Since the construction of the airport in 2000 the city grew quickly from 5.000 to more than 20.000 inhabitants, with lots of new hostals springing up any which way, especially on the small hill outside the center overlooking Lago Argentino.
Picking the Hostal America del Sur was a great choice: this definitely is one of the best traveler hostals we discovered in South America in five months. It ranks among exceptional places like Posada Don Carlos in Ciudad Bolivar / Venezuela, Nega Malucca in Salvador / Brazil, La Cupula in Copacabana / Bolivia.
What makes this place so special? First, the people who run this place are very relaxed and friendly, making you immediately feel at home. They are extremely dedicated and professional and perfectly understand what travelers want and need. The rooms are very comfortable, with wide beds with good mattresses, bathroom and toilets separated. And the rooms have a fair size. But the most pleasant feature is the big lounge, with very high ceilings and a beautiful 180 degree view of Lago Argentino. This comfortable place allowed each of us to do what we wanted to do: talking to each other or to other travelers, reading our mails due to WiFi, cooking, writing postcards…

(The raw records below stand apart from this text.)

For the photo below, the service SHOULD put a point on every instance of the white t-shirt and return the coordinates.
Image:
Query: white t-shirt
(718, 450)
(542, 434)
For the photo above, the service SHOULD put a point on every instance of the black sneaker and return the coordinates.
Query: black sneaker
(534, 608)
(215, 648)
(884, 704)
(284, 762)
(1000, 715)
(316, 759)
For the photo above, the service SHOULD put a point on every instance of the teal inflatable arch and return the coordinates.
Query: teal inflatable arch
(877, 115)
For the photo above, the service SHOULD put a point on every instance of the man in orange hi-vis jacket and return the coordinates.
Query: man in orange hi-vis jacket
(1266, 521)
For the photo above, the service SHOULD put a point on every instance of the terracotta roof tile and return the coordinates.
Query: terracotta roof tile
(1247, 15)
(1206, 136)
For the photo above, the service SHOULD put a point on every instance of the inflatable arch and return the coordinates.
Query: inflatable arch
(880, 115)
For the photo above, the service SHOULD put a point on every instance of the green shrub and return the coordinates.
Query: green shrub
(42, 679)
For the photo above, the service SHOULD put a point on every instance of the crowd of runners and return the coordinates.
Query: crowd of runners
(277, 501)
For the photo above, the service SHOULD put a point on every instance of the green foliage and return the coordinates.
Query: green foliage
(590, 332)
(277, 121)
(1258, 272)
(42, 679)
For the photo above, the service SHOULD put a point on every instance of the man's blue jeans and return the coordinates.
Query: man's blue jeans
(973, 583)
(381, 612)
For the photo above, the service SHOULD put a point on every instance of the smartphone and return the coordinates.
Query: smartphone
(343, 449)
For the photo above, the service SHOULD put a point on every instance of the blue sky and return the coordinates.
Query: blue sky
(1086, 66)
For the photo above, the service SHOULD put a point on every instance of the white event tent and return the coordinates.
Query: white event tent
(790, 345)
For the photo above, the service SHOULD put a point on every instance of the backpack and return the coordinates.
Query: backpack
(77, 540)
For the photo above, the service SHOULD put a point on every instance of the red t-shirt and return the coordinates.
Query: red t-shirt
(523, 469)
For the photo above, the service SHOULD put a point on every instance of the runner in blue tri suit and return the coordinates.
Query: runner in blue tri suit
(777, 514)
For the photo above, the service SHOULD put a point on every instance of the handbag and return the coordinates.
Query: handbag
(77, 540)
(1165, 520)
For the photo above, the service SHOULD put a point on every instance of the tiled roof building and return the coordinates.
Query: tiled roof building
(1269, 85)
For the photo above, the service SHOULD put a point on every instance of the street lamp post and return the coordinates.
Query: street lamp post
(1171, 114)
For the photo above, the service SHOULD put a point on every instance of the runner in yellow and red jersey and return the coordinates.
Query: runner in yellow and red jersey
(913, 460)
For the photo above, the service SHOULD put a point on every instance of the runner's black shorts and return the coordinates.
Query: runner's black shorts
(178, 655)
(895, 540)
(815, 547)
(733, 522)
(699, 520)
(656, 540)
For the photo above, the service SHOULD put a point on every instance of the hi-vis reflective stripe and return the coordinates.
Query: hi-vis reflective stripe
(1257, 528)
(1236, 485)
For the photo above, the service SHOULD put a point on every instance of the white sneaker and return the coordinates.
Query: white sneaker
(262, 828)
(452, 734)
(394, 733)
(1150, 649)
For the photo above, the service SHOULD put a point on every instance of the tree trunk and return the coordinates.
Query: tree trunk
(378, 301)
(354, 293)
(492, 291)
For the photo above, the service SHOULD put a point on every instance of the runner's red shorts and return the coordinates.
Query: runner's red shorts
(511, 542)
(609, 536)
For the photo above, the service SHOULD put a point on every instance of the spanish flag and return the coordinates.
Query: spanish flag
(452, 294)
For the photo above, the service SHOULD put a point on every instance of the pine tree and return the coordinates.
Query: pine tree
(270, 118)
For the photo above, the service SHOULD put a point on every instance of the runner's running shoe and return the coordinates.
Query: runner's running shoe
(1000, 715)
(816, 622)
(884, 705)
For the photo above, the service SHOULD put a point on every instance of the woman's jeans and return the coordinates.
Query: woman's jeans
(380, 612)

Every evening, there was Parilla for 45 Pesos or 10 Euros, an all you can eat event. There we ate the best meat we have had so far in Argentina, perfectly prepared on the barbecue outside the hotel. On top of that, the choice of salads and of vegetables was simply excellent. Wine, beer and water were included, for this reason, we always had dinner here instead of going in the village.
The hostal also booked all our tours: to Parque Nacional Los Glaciares, to Glaciar Perito Moreno, half a day at an Estancia where we could watch sheep being sheered, horseback riding for the kids… Especially the transport to El Chalten turned out to be difficult, since we wanted to rent a car instead of taking the bus for a faster transfer. At this time of the year, there was simply no car available. But they managed to find us two taxis for not much more than the price of a car rental – a great help.